Estimate cardinalities of predicates with uncorrelated subquery results #2536

dey4ss · 2023-02-01T16:34:31Z

This PR estimates query plans rewritten by the JoinToPredicateRewriteRule as if they were still (semi-) joins. Thus, the rwritten predicates are correctly placed in the query plans.
Imagine the following query plan (simplified example, edges annotated with estimated output cardinality and selectivity):

                        100 rows (0.5)
                +---------------+
                | LikePredicate |
                +---------------+
                        |
                        | 200 rows (0.2)
                        |
                +---------------+
                |   SemiJoin    |
                +---------------+
               /                 \
              /                   \ 1 row (0.05)
             |                     |
             |             +---------------+
             |             |   Predicate   |  
             |             +---------------+
             |                     |
             | 1000 rows           | 20 rows
             |                     |
     +---------------+     +---------------+
     |    Table A    |     |    Table B    |
     +---------------+     +---------------+

In the query plan, the semi-join has a selectivity of 0.2 and the like predicate a selectivity of 0.5. Thus, the semi-join is executed before (and placed below the predicate by the PredicatePlacementRule and the PredicateReorderingRule). When we rewrite the plan with the JoinToPredicateRewriteRule, the plan looks like this (w/o predicate placement and ordering):

                        500 rows (0.5)
                +---------------+
                | LikePredicate |
                +---------------+
                        |
                        | 1000 rows (1)
                        |
                +---------------+
                |   Predicate   |
                +---------------+
               /                 * 
              /                   *  1 row (1), uncorrelated subquery
             |                     *
             |             +---------------+
             |             |  Projection   |  
             |             +---------------+
             |                     |
             |                     | 1 row (0.05)
             |                     |
             |             +---------------+
             |             |   Predicate   |  
             |             +---------------+
             |                     |
             | 1000 rows           | 20 rows
             |                     |
     +---------------+     +---------------+
     |    Table A    |     |    Table B    |
     +---------------+     +---------------+

Currently, the predicate containing an uncorrelated subquery is not resolved to an OperatorScanPredicate. Thus, we assume the worst case and forward its input statistics (i.e., selectivity = 1). The predicate reordering sorts predicates to execute the predicate with the lowest selectivity first: The like predicate would thus end up below the predicate with the subquery.

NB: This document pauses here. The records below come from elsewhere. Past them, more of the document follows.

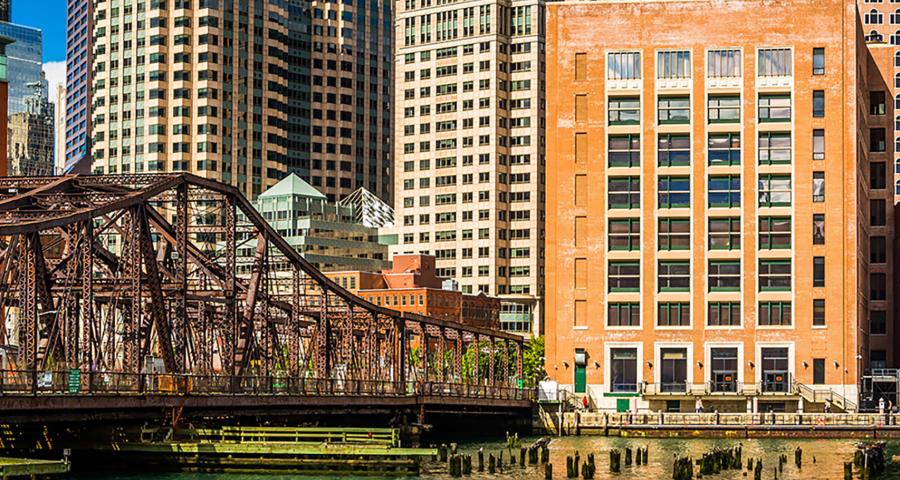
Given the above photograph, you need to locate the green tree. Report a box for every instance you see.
[522,337,547,386]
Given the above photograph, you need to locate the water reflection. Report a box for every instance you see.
[75,437,900,480]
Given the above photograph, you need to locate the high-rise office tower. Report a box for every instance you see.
[7,80,54,176]
[90,0,391,199]
[91,0,288,198]
[64,0,94,173]
[0,22,47,115]
[546,0,896,412]
[392,0,545,333]
[301,0,393,202]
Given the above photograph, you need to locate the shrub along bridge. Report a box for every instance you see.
[0,174,532,421]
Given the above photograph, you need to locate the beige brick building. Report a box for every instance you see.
[392,0,545,332]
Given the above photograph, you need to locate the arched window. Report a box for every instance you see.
[863,8,884,25]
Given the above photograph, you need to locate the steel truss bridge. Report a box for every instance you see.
[0,174,532,422]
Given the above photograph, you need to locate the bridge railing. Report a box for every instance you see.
[0,370,535,400]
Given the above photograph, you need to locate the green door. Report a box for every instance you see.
[575,348,587,393]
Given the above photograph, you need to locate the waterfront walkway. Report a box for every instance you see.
[540,410,900,438]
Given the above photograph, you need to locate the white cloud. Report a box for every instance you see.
[44,61,66,102]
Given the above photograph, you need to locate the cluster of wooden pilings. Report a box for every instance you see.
[560,447,648,480]
[672,445,815,480]
[844,442,885,480]
[438,442,553,480]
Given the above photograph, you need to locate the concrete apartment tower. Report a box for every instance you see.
[64,0,93,173]
[392,0,545,334]
[87,0,391,199]
[546,0,897,412]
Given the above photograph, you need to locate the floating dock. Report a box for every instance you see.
[112,427,437,475]
[0,457,71,480]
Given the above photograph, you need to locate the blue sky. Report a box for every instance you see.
[12,0,66,62]
[11,0,66,101]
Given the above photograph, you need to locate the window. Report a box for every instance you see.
[606,52,641,80]
[706,50,741,78]
[869,235,887,263]
[657,97,691,125]
[869,273,887,301]
[759,302,793,327]
[706,302,741,327]
[813,298,825,327]
[659,261,691,292]
[708,175,741,208]
[813,172,825,203]
[759,175,791,207]
[659,218,691,251]
[813,257,825,287]
[609,134,641,167]
[759,132,791,165]
[656,302,691,327]
[869,90,886,115]
[869,310,887,335]
[656,50,691,79]
[757,48,791,77]
[759,259,791,292]
[869,162,887,190]
[609,262,641,292]
[813,90,825,118]
[813,213,825,245]
[707,132,741,166]
[709,217,741,250]
[657,134,691,167]
[863,8,884,25]
[813,358,825,385]
[609,97,641,125]
[606,302,641,327]
[759,93,791,122]
[609,348,638,393]
[869,350,887,369]
[609,218,641,251]
[813,128,825,160]
[658,176,691,208]
[869,128,887,152]
[706,95,741,123]
[709,260,741,292]
[869,199,886,227]
[609,176,641,209]
[813,47,825,75]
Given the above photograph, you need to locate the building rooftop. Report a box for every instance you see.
[259,173,327,200]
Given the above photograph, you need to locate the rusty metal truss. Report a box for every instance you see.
[0,174,522,392]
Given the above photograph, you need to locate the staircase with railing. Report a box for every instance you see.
[794,382,858,412]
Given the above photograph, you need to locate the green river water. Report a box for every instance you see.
[71,437,900,480]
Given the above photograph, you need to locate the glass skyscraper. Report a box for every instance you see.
[0,22,46,115]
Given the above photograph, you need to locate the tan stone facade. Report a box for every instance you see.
[392,0,545,333]
[546,0,894,411]
[92,0,288,198]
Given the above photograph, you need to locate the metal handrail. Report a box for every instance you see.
[0,370,536,400]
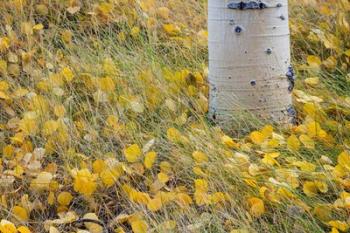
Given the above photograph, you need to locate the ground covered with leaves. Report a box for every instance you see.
[0,0,350,233]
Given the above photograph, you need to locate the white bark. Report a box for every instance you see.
[208,0,293,124]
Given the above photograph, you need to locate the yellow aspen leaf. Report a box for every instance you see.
[211,192,226,204]
[73,168,97,196]
[61,67,74,82]
[61,30,73,44]
[306,121,327,138]
[157,172,169,184]
[30,172,53,191]
[143,151,157,169]
[17,226,31,233]
[260,125,273,139]
[328,220,349,232]
[54,104,66,118]
[92,159,107,173]
[315,181,328,193]
[100,165,124,187]
[12,206,29,222]
[322,56,337,70]
[307,55,322,68]
[2,145,15,159]
[57,192,73,206]
[261,152,280,166]
[194,179,208,193]
[338,151,350,171]
[192,151,208,163]
[304,77,320,87]
[221,135,239,149]
[47,192,55,205]
[167,128,181,142]
[114,227,125,233]
[299,134,315,150]
[124,144,141,163]
[147,198,163,212]
[0,219,17,233]
[0,91,11,100]
[293,161,316,172]
[303,181,318,197]
[249,131,266,145]
[248,197,265,218]
[131,220,148,233]
[83,213,104,233]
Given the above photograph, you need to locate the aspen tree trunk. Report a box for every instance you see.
[208,0,295,124]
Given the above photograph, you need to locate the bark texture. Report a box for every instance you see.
[208,0,294,124]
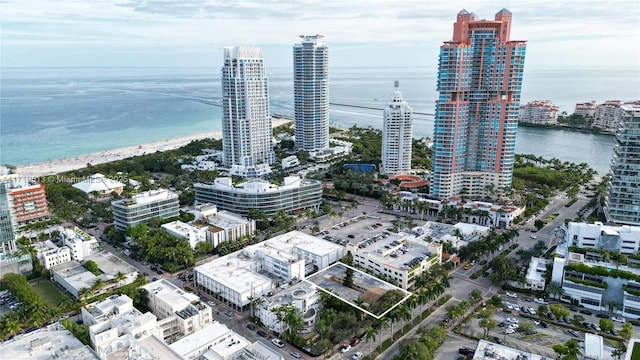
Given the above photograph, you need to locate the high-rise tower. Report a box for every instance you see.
[604,104,640,226]
[382,81,413,175]
[293,35,329,151]
[431,9,526,198]
[222,47,275,172]
[0,174,18,259]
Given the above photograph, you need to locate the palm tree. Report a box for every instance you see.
[374,316,389,346]
[364,326,378,354]
[113,271,127,285]
[563,339,582,360]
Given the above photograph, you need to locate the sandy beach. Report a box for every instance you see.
[15,118,292,178]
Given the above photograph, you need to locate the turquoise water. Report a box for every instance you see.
[0,67,640,173]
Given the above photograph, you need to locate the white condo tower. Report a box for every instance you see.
[293,35,329,151]
[222,47,275,172]
[382,81,413,176]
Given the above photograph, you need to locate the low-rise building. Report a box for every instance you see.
[50,252,138,299]
[82,295,162,349]
[282,155,300,169]
[191,204,256,247]
[573,100,597,119]
[194,231,345,309]
[169,322,250,360]
[565,222,640,254]
[111,189,180,230]
[518,100,559,124]
[194,176,322,216]
[253,281,320,334]
[73,173,124,197]
[524,257,549,291]
[162,220,207,249]
[0,324,98,360]
[60,227,100,261]
[36,240,72,270]
[142,279,213,344]
[346,233,442,290]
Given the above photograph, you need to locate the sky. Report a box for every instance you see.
[0,0,640,70]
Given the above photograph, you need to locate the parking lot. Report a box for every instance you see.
[464,295,638,358]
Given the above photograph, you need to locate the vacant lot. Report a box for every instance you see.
[32,280,64,306]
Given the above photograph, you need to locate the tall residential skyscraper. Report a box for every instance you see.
[0,174,18,259]
[604,104,640,226]
[293,35,329,151]
[382,81,413,175]
[431,9,526,198]
[222,47,275,168]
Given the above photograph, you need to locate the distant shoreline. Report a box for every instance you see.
[14,118,292,180]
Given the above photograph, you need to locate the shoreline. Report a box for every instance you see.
[14,118,293,180]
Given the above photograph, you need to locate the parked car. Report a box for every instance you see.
[271,338,284,348]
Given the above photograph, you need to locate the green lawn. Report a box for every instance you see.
[32,280,64,306]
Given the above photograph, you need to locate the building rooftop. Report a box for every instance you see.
[584,332,604,360]
[169,321,238,357]
[112,189,178,206]
[196,231,342,293]
[73,173,124,194]
[142,279,200,309]
[527,257,547,282]
[0,324,99,360]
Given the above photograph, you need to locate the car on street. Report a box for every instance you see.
[271,338,284,348]
[458,348,476,355]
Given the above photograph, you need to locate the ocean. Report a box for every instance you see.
[0,67,640,174]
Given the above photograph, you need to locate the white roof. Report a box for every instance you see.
[584,332,604,360]
[73,173,124,194]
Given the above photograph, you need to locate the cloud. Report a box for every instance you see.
[0,0,640,67]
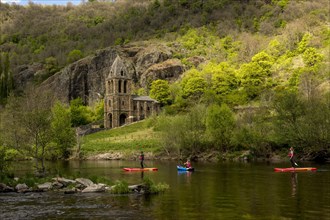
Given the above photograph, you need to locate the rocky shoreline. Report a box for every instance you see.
[0,177,159,194]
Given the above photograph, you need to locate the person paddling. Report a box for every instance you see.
[139,151,144,169]
[288,147,298,167]
[184,160,191,168]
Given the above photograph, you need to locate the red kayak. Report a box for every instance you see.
[123,167,158,171]
[274,167,317,172]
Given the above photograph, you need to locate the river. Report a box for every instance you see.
[0,160,330,220]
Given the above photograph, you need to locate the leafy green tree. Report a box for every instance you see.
[67,49,83,63]
[239,51,274,99]
[150,79,171,105]
[206,104,235,151]
[51,101,75,159]
[1,88,52,175]
[181,69,207,100]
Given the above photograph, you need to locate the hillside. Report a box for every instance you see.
[0,0,330,162]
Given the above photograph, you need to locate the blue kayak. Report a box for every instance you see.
[176,166,194,171]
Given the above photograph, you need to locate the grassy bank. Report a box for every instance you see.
[81,120,161,158]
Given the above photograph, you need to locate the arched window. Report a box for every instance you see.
[119,114,127,126]
[108,113,112,128]
[118,80,121,93]
[124,80,127,93]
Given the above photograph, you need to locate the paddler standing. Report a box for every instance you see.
[288,147,298,167]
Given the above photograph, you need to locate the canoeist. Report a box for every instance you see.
[288,147,298,167]
[139,151,144,169]
[184,160,191,168]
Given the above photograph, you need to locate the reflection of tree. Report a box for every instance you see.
[291,172,298,197]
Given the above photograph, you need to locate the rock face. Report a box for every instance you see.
[38,43,184,105]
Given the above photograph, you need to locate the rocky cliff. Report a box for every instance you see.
[37,43,185,105]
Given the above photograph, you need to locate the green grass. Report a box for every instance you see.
[81,120,160,156]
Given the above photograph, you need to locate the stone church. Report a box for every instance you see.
[104,56,160,128]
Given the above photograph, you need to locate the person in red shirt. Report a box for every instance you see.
[184,160,191,168]
[288,147,298,167]
[139,151,144,169]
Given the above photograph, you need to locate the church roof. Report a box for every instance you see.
[107,56,129,78]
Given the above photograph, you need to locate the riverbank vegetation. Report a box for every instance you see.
[0,0,330,175]
[0,173,169,195]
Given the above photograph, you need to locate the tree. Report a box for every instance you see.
[0,53,14,104]
[1,88,53,175]
[67,49,83,63]
[206,104,235,151]
[150,79,171,105]
[51,101,75,159]
[239,51,273,100]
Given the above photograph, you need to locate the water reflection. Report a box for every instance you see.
[0,161,330,220]
[291,172,298,197]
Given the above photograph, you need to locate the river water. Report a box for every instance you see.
[0,161,330,220]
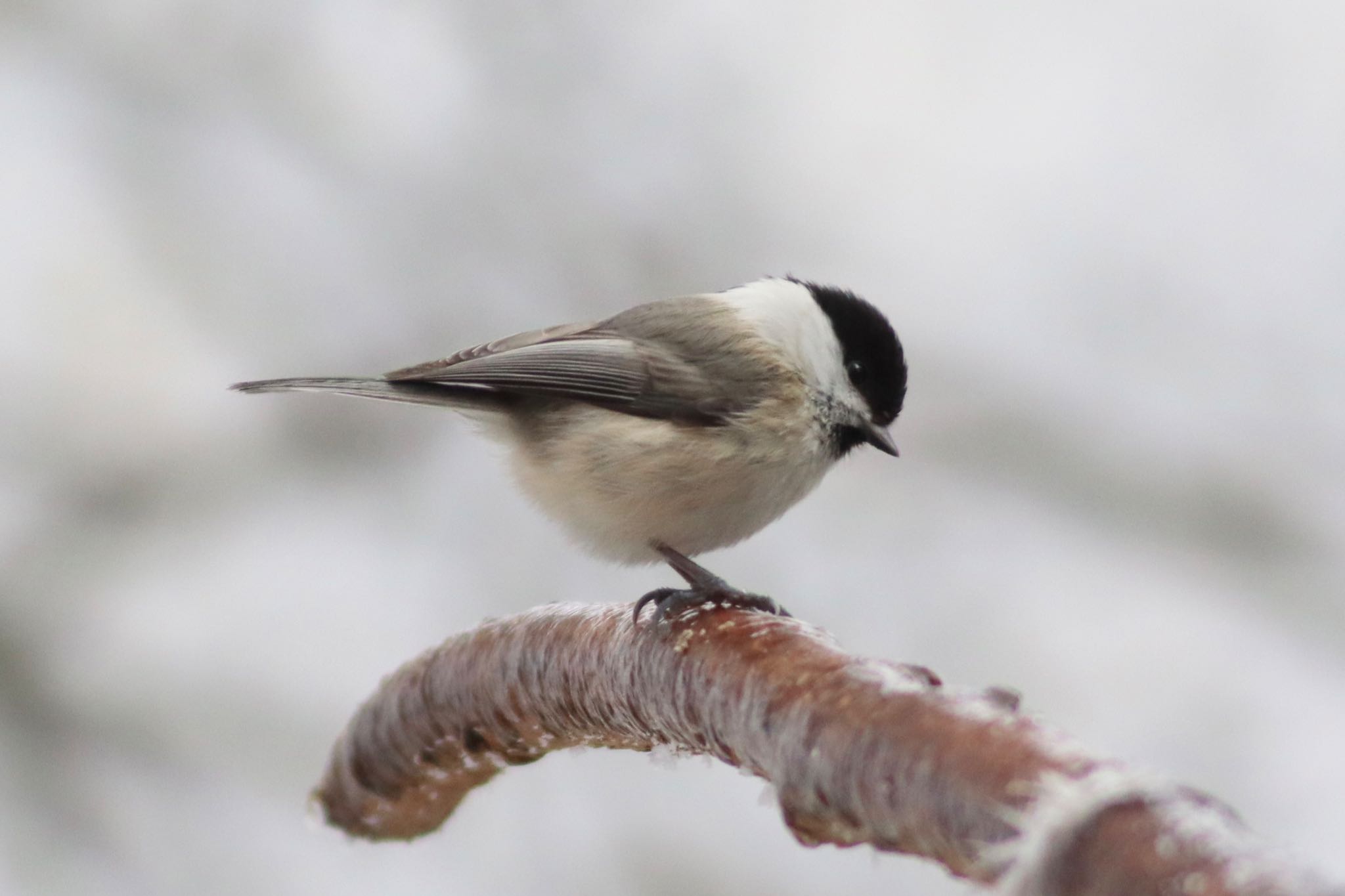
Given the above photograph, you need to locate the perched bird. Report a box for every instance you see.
[231,277,906,619]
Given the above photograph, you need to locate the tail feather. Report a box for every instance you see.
[229,376,508,410]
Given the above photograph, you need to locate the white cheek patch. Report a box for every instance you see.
[713,278,845,395]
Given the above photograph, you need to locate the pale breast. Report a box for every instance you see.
[512,387,833,563]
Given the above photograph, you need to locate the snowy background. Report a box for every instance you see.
[0,0,1345,896]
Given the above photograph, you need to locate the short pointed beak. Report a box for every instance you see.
[865,423,901,457]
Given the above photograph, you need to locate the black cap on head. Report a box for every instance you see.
[789,277,906,426]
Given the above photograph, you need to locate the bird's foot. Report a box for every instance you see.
[634,543,789,625]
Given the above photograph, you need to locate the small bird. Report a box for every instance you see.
[230,277,906,620]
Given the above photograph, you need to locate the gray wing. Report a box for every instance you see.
[385,311,744,425]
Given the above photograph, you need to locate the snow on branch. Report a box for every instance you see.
[316,605,1345,896]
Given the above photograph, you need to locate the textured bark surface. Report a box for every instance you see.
[317,605,1345,896]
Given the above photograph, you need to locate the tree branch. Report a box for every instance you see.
[316,605,1345,896]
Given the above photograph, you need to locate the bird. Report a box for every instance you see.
[230,276,908,624]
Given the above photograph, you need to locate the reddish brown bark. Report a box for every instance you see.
[317,605,1345,896]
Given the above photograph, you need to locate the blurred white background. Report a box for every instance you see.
[0,0,1345,896]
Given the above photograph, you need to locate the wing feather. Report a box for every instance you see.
[385,324,737,425]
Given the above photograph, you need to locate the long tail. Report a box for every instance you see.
[229,376,510,411]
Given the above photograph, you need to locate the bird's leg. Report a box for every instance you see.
[635,542,789,624]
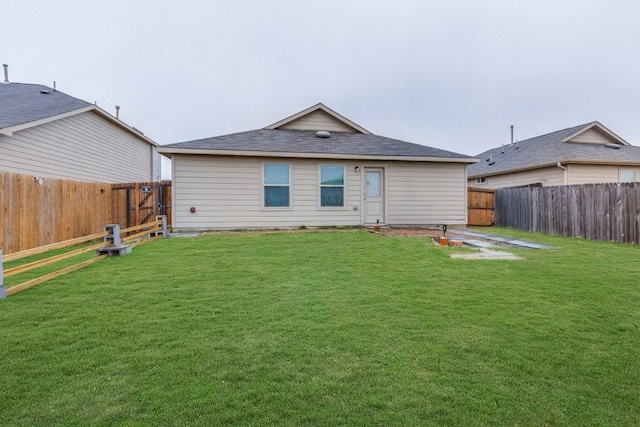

However, we can get the desired result/ordering when we estimate the predicate as we would do for the (rewritten) semi-join: With the changes made by this PR, we correctly estimate the predicate to have an output cardinality of 200 rows / selectivity 0.2 and the favorable predicate ordering is achieved.

This is just a simplified example. In experiments (will post when finished), we observed that this can lead to absolutely unfortunate query plans when we push predicates with subqueries behind, e.g., expensive predicates that are performed by the ExpressionEvaluator or end up in completely different plans due to semi-join reductions, which will also be placed below our predicate.

The extensio of the cardinality estimation also includes the correct estimation of a future order dependency-based join to predicate rewrite. (Can provide details on that if desired.)

Benchmarks will follow.

closes #2508

Benchmark `master` vs PR

tl;dr Nothing really changes (as expected) - we don't really have scans with uncorrelated subquery per default.
System

nemea - click to expand

property	value
Hostname	nemea
CPU	Intel(R) Xeon(R) Platinum 8180 CPU @ 2.50GHz
Memory	939GB
numactl	nodebind: 2
numactl	membind: 2

Commit Info and Build Time

commit	date	message	build time
`41512c3`	01.02.2023 12:54	Schedule uncorrelated subqueries together with other operators (#2520)	real 334.68 user 2905.01 sys 90.37
`ef5dfaf`	01.02.2023 17:51	more tests	real 335.44 user 2854.20 sys 88.13

hyriseBenchmarkTPCH - single-threaded, SF 10.0

Sum of avg. item runtimes: -1% || Geometric mean of throughput changes: +1%